Sentinel-5 Precursor (Sentinel-5P) is an Earth observation satellite created by ESA as part of the Copernicus Programme. It was launched in October 2017 and is built to last for 7 years. The satellite uses the TROPOspheric Monitoring Instrument (Tropomi), which helps track methane emissions in great detail.

Overview

Sentinel-5P is the first mission of the Copernicus Programme designed to track air pollution. Its instrument, Tropomi, is a special tool that uses ultraviolet, visible, near, and short-wavelength infrared light to study the atmosphere. The satellite is built on a hexagonal frame called the Astrobus L 250, which includes S- and X-band antennas for communication, three foldable solar panels that generate 1,500 watts of power, and hydrazine thrusters to maintain its position in space.

The satellite orbits Earth at an altitude of 824 kilometers (512 miles) in a Sun-synchronous path, passing over the equator at 1:30 PM local time each day.

In July 2009, the European Space Agency and the Dutch Ministry of Economic Affairs signed a contract worth €78 million for the Tropomi instrument. In December 2011, ESA chose Astrium UK as the main builder of the satellite, signing a contract worth €45.5 million. Construction of the satellite was completed in May 2014, and it was successfully combined with its main instrument. The total cost to build Tropomi was €220 million.

Sentinel-5P was launched by Eurockot Launch Services using a Rokot rocket. The launch was originally planned for late 2014 but was delayed multiple times. It was finally launched on October 13, 2017, at 9:27 UTC from Plesetsk Cosmodrome Site 133. The satellite reached its final orbit 79 minutes after liftoff.

Tropomi instrument

Sentinel-5P carries one instrument called the TROPOspheric Monitoring Instrument (Tropomi). Tropomi is a spectrometer that detects light in ultraviolet (UV), visible (VIS), near-infrared (NIR), and short-wave infrared (SWIR) wavelengths. It measures gases like ozone, methane, formaldehyde, aerosol, carbon monoxide, NO₂, and SO₂ in Earth’s atmosphere. Tropomi improves upon the OMI instrument from the Aura satellite and the SCIAMACHY instrument from Envisat.

Tropomi takes measurements every second, covering an area about 2,600 km (1,600 mi) wide and 7 km (4.3 mi) long, with a resolution of 7 x 7 km. It weighs approximately 200 kg (440 lb), uses an average of 170 watts of power, and produces about 140 gigabits of data per orbit.

Tropomi was developed by a partnership between the Netherlands Space Office, Royal Netherlands Meteorological Institute, Netherlands Institute for Space Research, Netherlands Organisation for Applied Scientific Research, and Airbus Defence and Space Netherlands.

The instrument has four main parts: the UV, VIS, and NIR spectrometers and a calibration block; the SWIR spectrometer with its optics; the instrument control unit; and a cooling block. Light is split into different wavelengths using grating spectrometers and measured by four detectors that match the spectral bands. The UV spectrometer measures wavelengths from 270–320 nm, the visible light spectrometer from 310–500 nm, the NIR spectrometer from 675–775 nm, and the SWIR spectrometer from 2305–2385 nm.

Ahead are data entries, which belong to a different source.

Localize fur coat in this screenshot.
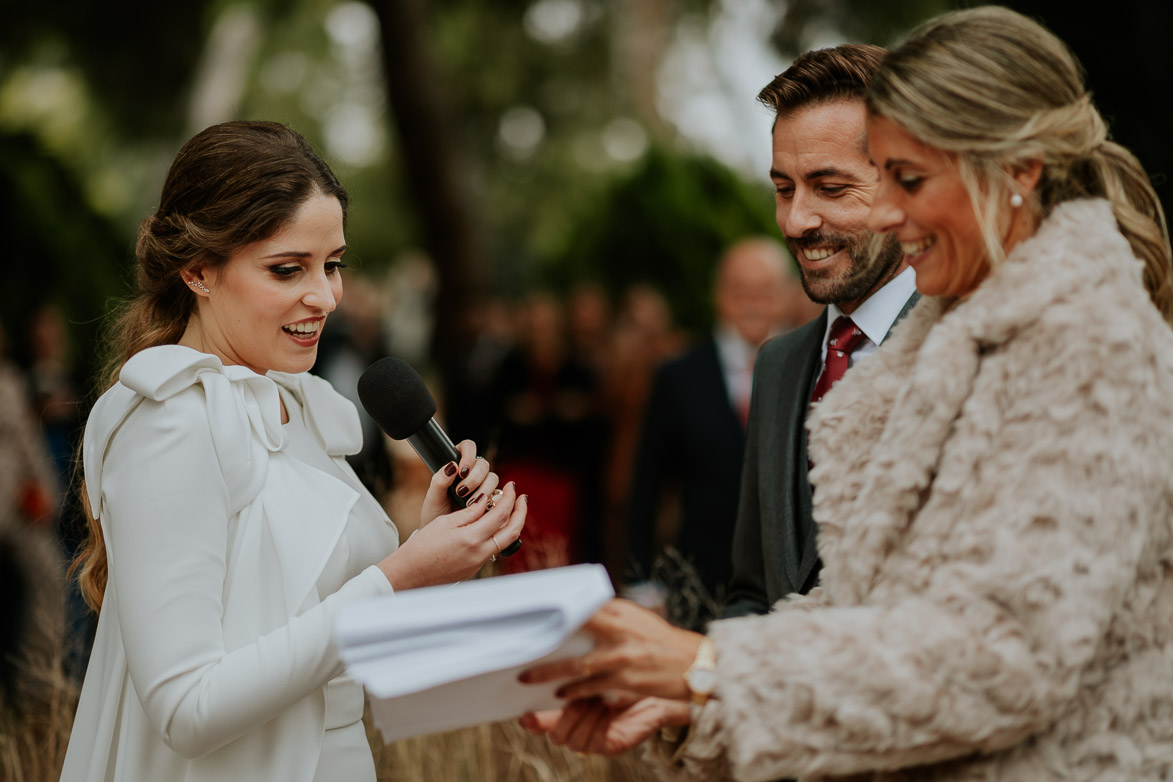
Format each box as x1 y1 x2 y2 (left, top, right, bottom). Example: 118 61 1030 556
656 200 1173 782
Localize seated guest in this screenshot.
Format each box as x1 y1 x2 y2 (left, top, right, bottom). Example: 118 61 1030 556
628 237 818 627
523 7 1173 780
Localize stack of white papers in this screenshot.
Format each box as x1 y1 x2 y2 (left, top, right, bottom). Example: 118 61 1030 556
334 565 615 741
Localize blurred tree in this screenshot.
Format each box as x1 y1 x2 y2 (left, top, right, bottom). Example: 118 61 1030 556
547 147 778 333
0 0 217 138
0 134 130 375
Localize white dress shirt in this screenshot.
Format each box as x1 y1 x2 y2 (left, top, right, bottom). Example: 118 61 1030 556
819 266 916 372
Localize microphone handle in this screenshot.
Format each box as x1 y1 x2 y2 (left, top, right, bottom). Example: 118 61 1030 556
407 419 521 557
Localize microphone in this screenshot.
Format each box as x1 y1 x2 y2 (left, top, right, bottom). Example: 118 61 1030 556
358 356 521 557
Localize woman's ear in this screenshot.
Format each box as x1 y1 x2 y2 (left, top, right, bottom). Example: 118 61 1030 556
1010 161 1043 192
179 264 212 297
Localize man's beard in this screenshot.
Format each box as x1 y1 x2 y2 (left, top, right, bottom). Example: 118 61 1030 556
787 231 904 304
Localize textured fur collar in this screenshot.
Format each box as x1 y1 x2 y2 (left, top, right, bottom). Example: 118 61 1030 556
808 199 1143 604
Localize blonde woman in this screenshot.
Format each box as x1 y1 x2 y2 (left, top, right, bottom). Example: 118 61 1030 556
527 8 1173 781
61 122 526 782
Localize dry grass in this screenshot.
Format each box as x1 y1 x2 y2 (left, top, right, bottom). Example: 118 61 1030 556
0 642 77 782
367 721 653 782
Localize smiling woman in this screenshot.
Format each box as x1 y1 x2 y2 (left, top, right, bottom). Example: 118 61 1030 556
179 193 346 382
61 122 526 782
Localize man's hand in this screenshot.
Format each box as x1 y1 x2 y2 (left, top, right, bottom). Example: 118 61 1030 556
518 600 704 700
521 698 691 757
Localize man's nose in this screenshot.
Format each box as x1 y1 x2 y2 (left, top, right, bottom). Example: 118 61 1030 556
779 192 822 238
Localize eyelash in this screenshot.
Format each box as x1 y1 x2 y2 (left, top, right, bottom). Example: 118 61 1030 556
269 260 350 279
896 176 924 192
774 184 847 198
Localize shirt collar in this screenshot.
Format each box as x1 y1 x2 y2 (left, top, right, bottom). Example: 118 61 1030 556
822 266 916 353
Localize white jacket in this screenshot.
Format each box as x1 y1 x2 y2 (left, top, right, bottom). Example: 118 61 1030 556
61 345 398 782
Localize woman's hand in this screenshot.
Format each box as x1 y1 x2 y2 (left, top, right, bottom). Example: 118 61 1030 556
518 599 704 700
521 698 692 757
420 440 495 525
379 480 527 591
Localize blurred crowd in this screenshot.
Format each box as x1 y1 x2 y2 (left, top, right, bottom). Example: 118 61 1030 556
316 237 820 626
0 239 818 750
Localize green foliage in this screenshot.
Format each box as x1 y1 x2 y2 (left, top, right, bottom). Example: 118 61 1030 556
545 147 778 331
0 0 212 138
0 135 133 370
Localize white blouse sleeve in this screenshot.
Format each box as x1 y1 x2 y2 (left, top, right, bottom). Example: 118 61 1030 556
102 387 391 757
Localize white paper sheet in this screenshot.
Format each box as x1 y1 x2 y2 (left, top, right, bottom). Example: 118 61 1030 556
334 565 615 741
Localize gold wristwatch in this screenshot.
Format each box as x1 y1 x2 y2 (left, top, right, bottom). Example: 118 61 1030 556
684 637 717 706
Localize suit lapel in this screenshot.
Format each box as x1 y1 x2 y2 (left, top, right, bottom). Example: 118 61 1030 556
762 310 827 591
794 292 921 590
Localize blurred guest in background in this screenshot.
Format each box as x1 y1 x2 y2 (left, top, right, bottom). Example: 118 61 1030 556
313 276 394 502
603 285 685 583
494 292 603 572
628 237 816 628
527 7 1173 781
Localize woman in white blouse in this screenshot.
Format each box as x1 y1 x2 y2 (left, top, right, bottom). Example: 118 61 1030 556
62 122 526 782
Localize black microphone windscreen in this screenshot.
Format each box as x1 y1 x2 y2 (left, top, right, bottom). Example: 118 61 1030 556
359 356 436 440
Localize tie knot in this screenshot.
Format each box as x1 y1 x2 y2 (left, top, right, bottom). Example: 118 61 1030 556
827 315 867 355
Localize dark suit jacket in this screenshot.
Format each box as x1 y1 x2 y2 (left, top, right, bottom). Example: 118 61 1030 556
725 293 920 617
628 340 745 594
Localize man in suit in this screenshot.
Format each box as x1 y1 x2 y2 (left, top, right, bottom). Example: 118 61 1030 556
628 237 814 625
725 45 916 617
526 45 916 750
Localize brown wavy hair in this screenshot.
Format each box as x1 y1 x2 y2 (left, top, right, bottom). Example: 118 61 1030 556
70 122 350 611
867 6 1173 322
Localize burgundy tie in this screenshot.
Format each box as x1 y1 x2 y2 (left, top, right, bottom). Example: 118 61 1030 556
811 315 867 404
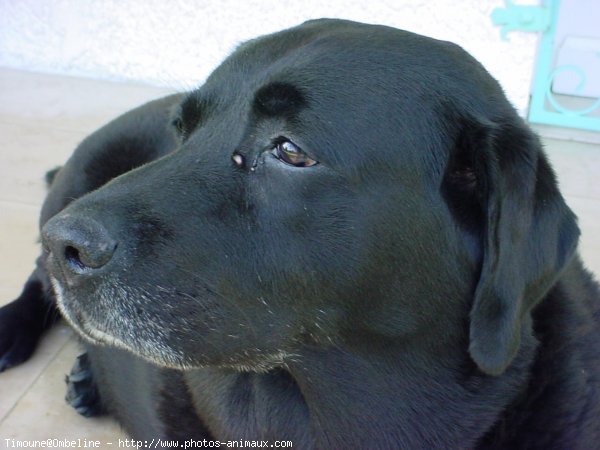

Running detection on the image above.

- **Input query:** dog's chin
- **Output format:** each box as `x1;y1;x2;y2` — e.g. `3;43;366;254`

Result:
51;277;196;370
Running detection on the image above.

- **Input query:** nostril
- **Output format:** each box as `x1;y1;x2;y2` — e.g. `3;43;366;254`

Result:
65;245;88;272
42;214;117;277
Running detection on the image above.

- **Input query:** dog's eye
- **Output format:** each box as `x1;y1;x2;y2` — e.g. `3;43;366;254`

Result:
273;140;318;167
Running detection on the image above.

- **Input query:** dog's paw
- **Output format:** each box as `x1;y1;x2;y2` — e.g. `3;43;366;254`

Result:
65;353;104;417
0;302;42;372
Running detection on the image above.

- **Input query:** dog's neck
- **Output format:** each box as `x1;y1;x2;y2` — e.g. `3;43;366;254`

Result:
289;330;534;449
187;328;533;449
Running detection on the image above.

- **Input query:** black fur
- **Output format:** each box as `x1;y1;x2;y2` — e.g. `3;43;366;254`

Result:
0;20;600;450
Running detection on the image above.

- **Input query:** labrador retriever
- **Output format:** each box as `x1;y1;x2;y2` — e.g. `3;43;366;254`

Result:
0;20;600;450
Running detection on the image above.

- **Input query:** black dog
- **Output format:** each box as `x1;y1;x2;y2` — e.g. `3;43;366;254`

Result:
0;20;600;450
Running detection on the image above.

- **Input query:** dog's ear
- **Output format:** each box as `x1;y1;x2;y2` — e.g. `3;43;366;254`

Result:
446;115;579;375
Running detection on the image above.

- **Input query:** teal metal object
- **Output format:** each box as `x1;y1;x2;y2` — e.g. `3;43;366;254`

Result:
492;0;600;132
492;0;550;41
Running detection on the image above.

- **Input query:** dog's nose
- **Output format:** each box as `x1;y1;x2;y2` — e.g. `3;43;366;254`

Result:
42;214;117;276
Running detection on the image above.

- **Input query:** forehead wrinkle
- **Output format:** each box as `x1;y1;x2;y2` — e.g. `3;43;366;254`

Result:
252;81;306;118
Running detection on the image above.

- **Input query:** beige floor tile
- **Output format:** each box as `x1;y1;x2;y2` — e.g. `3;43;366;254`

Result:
0;338;126;442
543;139;600;200
0;324;73;420
566;197;600;280
0;201;40;296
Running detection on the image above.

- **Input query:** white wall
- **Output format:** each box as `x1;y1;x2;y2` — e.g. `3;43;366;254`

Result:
0;0;537;113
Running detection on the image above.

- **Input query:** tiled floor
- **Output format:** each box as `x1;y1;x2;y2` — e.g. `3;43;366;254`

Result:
0;69;600;442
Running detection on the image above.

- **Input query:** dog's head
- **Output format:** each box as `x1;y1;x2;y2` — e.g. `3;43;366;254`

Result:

The SWIR spectrometer was designed and built by the Optical Payloads Group of Surrey Satellites (SSTL). It uses an immersed grating design, where light hits an etched grating inside a high-index silicon substrate. This design allows for a compact and efficient structure. The SWIR grating was provided by SRON (Netherlands), who also supplied the Front-End Electronics (FEE). The SWIR spectrometer receives light from the main instrument through an intermediate pupil and directs it via a telescope to a slit that defines the instrument’s footprint on Earth. Light from the slit is re-collimated, diffracted by the immersed grating, and focused onto a two-dimensional detector using a high-aperture relay lens. The SWIR detector (from Sofradir, France) has 256 elements across the track and 1,024 elements along the spectrum, with each element spaced 30 microns apart. It operates at a cold temperature (about 140 K). The SWIR spectrometer optics are mounted on a cooled optical bench (about 200 K) and insulated with a multi-layer insulation (MLI) blanket. The SWIR instrument was tested and calibrated at the Mullard Space Science Laboratory’s thermal vacuum facility in Surrey, UK.

Application examples

The Sentinel-5P Tropomi instrument recorded large decreases in nitrogen dioxide levels over Chinese cities from late January to February 2020. These changes were connected to China’s actions to address the coronavirus pandemic, which significantly reduced industrial and other activities that pollute the air. Tropomi data also supported a connection between higher rates of COVID-19 cases and long-term exposure to air pollutants.